BOUQUET: Ripe cassis and blackberry fruit nose integrated with red cedar, nutmeg and cinnamon through maturation in predominantly French oak. The wine proudly shows its Coonawarra Cabernet Sauvignon pedigree.
PALATE: The palate displays an excellent depth of rich dark mulberry fruit with ripe, long tannins. It is full flavoured yet retains elegance and finesse.
FOOD SUGGESTIONS: This wine will best match full flavoured meals, such as tender pink lamb back strap, a rich risotto or full flavoured game.
CELLARING POTENTIAL: Excellent on release and will age over the next decade or more. Expect cedar and cigar box characters to develop with time.

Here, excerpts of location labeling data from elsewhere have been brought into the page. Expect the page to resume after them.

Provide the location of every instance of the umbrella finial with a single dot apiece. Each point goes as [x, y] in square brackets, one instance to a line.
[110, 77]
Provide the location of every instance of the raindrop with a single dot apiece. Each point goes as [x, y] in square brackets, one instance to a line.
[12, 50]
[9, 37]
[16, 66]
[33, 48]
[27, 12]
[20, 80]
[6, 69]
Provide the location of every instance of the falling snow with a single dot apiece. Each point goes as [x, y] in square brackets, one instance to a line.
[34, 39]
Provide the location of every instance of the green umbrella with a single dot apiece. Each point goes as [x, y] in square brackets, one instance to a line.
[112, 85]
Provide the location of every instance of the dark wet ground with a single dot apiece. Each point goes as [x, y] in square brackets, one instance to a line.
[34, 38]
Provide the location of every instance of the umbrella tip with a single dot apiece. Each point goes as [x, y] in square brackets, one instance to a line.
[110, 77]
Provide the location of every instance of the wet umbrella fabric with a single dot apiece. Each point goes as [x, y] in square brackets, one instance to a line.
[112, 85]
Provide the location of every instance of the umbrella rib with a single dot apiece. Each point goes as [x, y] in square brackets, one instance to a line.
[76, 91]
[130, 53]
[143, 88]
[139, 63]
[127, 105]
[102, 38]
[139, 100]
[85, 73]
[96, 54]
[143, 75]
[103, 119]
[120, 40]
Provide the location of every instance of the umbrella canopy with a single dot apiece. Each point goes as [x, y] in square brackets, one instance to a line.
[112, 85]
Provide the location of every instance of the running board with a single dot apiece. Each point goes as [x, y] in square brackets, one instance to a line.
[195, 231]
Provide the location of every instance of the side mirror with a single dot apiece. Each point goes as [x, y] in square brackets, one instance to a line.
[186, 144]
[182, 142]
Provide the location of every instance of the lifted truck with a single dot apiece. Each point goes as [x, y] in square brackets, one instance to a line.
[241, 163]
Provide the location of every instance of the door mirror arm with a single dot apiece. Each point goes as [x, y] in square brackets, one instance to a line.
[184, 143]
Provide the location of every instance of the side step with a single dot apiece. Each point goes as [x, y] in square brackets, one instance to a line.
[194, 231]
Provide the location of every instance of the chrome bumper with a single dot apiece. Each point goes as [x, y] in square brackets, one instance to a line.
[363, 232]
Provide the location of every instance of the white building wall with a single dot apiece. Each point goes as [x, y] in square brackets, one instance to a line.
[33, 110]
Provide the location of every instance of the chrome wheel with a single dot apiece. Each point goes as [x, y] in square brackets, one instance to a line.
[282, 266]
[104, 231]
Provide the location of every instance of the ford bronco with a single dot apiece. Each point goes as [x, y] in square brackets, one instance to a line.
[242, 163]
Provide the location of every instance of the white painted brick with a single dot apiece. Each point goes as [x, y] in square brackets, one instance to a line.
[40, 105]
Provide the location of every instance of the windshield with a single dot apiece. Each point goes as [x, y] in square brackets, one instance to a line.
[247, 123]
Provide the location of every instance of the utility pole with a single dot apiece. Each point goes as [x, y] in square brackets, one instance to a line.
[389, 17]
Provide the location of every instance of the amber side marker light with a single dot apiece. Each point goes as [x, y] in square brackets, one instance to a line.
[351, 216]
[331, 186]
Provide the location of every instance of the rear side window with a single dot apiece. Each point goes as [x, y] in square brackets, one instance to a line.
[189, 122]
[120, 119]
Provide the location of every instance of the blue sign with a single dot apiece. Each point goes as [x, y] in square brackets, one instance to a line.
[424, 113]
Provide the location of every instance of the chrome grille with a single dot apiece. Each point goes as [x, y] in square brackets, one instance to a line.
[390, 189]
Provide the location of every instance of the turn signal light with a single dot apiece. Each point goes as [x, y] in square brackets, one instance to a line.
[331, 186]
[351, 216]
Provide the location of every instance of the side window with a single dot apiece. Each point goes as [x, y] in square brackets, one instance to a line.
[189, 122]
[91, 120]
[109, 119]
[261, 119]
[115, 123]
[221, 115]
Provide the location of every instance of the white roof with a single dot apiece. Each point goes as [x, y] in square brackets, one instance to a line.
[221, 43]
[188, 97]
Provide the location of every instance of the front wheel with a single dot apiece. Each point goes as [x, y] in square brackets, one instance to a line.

BACKGROUND INFORMATION: Leconfield is situated in the heart of Australia’s famous Coonawarra with its rich Terra Rosa soil over limestone providing the ideal environment for growing premium Cabernet Sauvignon. The vineyard was founded in 1974 by pioneering oenologist Sydney Hamilton who at 76 years of age had the ambition to produce the classic Australian red wine. Time has validated his choice of Coonawarra as a fantastic place to do just that. Today the estate remains a family wine business owned by Dr Richard and Jette Hamilton and is planted predominantly to Cabernet Sauvignon with smaller patches of Merlot, Cabernet Franc, Shiraz, Petit Verdot and complemented with the white varieties of Riesling and Chardonnay. The Hamilton family have been growing grapes and wine in South Australia since 1837
OAK TREATMENT: 100% Oak Matured for 18 months. (34% New French oak, 8% 1 yo. French oak, 24% 2 y.o. French oak, 14% 3 y.o. French oak, 12% 4 yo French oak 8% American oak).